Dal student helps make Future for Five

Emily Churchill has created a charity for disabled orphans in Thailand

Emily Churchill in one of the Future for Five T-shirts, with artwork done by the children (Photo: Dane Butler)

The names Bee, Anna, Joy and Samon may not mean anything to the person on the street, but they are four of the young orphans people can support through the new charity Future for Five.

The charity is the idea of first-year Dalhousie science student, Emily Churchill. After graduating high school Churchill knew she wanted to spend some time volunteering, so she spent a year in Thailand, working with orphans with disabilities. She called her experience working at the Rainbow House orphanage in Pakkred "very fulfilling."

When she returned to Canada Churchill began researching fundraising ideas. At first she thought of selling cinnamon rolls, but she wanted to do something that would contribute funds on an ongoing basis. The idea for Future for Five came to her during a car ride back to Halifax from New Brunswick.

"But it didn't take total effect until I learned of the passing away of one of the children I worked with while I was over there and that's when it kind of set it into motion," Churchill says.

T-shirts for sale

Aside from taking donations, Future for Five focuses on selling T-shirts.

The T-shirts have an outline of Thailand on the front, with the name of the child the shirt corresponds to and all five needs listed on the back.

There are five shirts representing five different needs:

• Bee needs physiotherapy due to her cerebral palsy
• Anna has a cleft pallet and needs a speech therapist to help her communicate better
• Joy has digestive problems and needs a nutritionist-with funds also allotted to purchase any special ingredients he may need
• Samon has an undiagnosed mental health disorder. A specialist is needed to diagnose her and recommend treatment
• The fifth represents the need for English language training

The ability to speak English can open many doors that being disabled closed for these orphans.

"If there's an excess of money then it will go towards the other kids that share a similar disability," Churchill says. "So, for example, Bee, she needs to learn how to walk. If there's an extra physio hired at the orphanage, which is what I'm hoping will happen with the money, then that'll benefit all the kids, it won't just benefit her."

The nutritionist that will be hired for Joy will also be able to evaluate the diets of all of the children.

"I chose the children based on what sort of disabilities they had and goals that could be reached," Churchill says. "There are a lot of kids who have disabilities at this orphanage but there's not a feasible way to make their life a lot better. So I try to choose five kids that had the ability to improve to a better quality of life with the donations made."

Future for Five making progress

Churchill began work on the Future for Five website in August, and started to spread word of the project through friends, the website and Facebook. The Facebook page currently has 373 members and is updated frequently with the progress of the fundraising.

Aside from word of mouth, Churchill, with help from her friends, has discussed the charity at speaking engagements at high schools and youth rallies.

She has also operated a booth in the Student Union Building at Dalhousie University, and her friend, Victoria Bell, recently ran a booth at Mount Saint Vincent University.
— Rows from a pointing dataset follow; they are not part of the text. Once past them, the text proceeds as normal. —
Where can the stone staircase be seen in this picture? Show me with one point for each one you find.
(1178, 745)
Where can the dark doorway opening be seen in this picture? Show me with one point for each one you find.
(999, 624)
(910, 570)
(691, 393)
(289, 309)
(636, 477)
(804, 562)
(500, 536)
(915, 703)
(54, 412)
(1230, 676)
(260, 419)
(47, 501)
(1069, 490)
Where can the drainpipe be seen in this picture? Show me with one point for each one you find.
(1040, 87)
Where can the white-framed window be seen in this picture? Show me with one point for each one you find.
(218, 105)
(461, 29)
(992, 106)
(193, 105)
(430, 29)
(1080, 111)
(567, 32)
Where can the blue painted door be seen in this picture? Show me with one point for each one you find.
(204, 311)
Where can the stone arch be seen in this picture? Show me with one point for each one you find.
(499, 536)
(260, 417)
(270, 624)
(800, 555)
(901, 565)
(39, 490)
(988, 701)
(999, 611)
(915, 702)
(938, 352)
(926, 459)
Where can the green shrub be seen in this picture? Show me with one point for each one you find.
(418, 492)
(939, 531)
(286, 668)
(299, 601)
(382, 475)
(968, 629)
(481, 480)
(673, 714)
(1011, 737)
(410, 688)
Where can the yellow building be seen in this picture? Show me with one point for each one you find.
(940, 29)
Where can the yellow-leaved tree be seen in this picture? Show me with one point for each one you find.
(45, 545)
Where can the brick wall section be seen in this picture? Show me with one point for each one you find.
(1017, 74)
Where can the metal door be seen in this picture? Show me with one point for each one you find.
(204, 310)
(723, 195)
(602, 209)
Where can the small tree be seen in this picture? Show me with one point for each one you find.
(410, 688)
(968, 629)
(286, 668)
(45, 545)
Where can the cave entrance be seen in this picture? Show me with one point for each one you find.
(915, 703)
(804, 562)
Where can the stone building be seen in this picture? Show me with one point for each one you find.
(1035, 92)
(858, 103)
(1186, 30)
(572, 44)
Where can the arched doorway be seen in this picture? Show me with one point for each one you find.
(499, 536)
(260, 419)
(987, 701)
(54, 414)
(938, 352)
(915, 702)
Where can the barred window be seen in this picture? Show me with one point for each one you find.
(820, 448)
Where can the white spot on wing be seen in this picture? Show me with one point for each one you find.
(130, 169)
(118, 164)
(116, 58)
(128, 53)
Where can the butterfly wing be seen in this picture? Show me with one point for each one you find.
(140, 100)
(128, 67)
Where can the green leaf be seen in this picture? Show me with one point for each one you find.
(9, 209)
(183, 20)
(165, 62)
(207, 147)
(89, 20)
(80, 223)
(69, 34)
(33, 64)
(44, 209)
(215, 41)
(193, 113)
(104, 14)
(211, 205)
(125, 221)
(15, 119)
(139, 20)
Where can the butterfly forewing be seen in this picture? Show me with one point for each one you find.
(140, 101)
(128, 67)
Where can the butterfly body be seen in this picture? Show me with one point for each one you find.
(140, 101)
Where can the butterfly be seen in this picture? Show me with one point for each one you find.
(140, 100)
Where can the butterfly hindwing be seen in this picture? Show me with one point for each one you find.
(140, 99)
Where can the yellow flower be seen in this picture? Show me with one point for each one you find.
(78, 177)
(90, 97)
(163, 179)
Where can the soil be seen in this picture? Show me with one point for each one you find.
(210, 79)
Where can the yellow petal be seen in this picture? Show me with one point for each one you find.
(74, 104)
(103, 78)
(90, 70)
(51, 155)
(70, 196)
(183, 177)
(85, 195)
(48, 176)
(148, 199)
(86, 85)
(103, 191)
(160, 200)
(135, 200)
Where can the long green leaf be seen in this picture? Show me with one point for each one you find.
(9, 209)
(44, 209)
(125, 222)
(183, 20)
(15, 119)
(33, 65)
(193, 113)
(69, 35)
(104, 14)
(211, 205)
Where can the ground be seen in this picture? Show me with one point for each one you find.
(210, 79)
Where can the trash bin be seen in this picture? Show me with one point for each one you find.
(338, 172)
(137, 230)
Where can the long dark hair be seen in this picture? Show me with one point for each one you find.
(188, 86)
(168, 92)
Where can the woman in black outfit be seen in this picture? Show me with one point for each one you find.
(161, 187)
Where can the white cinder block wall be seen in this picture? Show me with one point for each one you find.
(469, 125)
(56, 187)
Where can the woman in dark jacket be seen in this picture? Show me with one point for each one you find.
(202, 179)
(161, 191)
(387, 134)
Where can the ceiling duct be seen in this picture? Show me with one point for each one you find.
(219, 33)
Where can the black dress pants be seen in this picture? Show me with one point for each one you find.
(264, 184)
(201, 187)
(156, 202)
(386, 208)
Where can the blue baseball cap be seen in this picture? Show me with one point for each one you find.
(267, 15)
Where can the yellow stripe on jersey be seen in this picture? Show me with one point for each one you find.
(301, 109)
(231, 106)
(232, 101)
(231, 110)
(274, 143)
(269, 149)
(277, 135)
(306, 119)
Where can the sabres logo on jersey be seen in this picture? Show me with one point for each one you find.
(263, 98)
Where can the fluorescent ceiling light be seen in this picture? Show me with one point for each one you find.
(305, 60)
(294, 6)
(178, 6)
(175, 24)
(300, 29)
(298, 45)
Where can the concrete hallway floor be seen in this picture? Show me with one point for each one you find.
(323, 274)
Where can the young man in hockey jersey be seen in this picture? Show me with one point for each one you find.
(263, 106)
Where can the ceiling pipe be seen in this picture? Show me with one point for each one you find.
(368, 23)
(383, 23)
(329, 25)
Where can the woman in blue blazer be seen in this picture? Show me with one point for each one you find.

Bell expressed nothing but admiration for Churchill, describing her as "wonderful" and "amazing" and "committed."  Bell also credits Churchill with helping to influence her own choice to volunteer in Nepal.

Churchill was able to purchase her first order of 300 shirts with the help of loans from friends, with the promise they would get their money back by Oct. 15, which they did. So far 200 T-shirts have been sold at $22 each.

The T-shirts can be purchased online, though there's four dollar shipping charge if you're not in the Halifax area.

Churchill's goal is to raise the equivalent of C$600 before Christmas. This is enough to meet some needs, such as English lessons, for an entire year. For some other needs the amount will cover a few months.

A representative from Christian Care Foundation for Children with Disabilities in Thailand (CCD) will ensure that the money Churchill raises goes toward the corresponding child and need.

"The kids mean a lot of me and what's inspiring is to meet people who don't have the personal relationship that I have and yet they still have such a desire to help, and that encourages me everyday."